The films will be remastered just like they were for bluray.
No, they won't: not
really.
If you shoot on film but do all your post-production work in 2K, including outputting everything for a 2K digital intermediate, you're essentially stuck with 2K. If you shoot at 4K (or 5K, 6K, etc.) to build a 2K digital intermediate, you're essentially stuck with 2K. Again, practically everything -- from 15 years ago to today -- is finished at 2K. Of the seven movies Fox announced yesterday for UHD BD, only one (!) has a 4K digital intermediate. The rest will be upscaled on UHD BD.
The remastering process for movies with a 2K DI bears zero resemblance to what was done to bring films to Blu-ray. You're not rescanning a movie; you're re-editing it, redoing the effects, etc. (unless you just upscale it, which is what will be done in all but a tiny handful of cases). It's not unprecedented;
Star Trek: The Next Generation and
Seinfeld did something similar to make it to HD, but this will almost never happen. If
Jurassic World won't pony up for a 4K DI for theaters, why would they go to that staggeringly huge expense for UHD BD, Netflix 4K, etc. where they'll never recoup that investment?
Well, what I'm saying about remastering is true if we're talking about properly bringing them to 4K. Ultra HD Blu-ray has more in its quiver than just resolution, and HDR and a wider color gamut will make a lot of movies finished at 2K look better on UHD BD than they do on traditional BD. Fox is gone back to several of their movies and given them the HDR treatment.

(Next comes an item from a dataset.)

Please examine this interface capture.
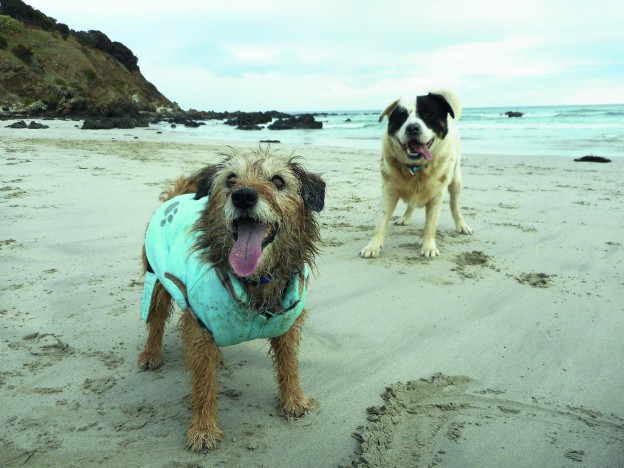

As far resolution goes, though, before you respond with "no, but...", sorry, the answer is still the same. If a movie from the digital intermediate era wasn't finished at 4K, no matter how it was shot, there's a 99.9% chance it'll be upscaled on UHD BD.
Not only that but movies shot in 4k with 2k effects were still shot in 4k!
But it doesn't matter. The number of movies shot in 4K or higher with 2K effects and a 4K digital intermediate approaches zero. For this conversation, whether or not a movie was shot in 4K is irrelevant if it wasn't finished in 4K.
Using your hobbit example the special effects in the original trilogy look soft in plenty of scenes because they weren't don't with bluray in mind. Did that stop them from being released? Did people say "meh the special effects look soft!" Nope.
The effects were done in 2K, which is slightly higher res than Blu-ray.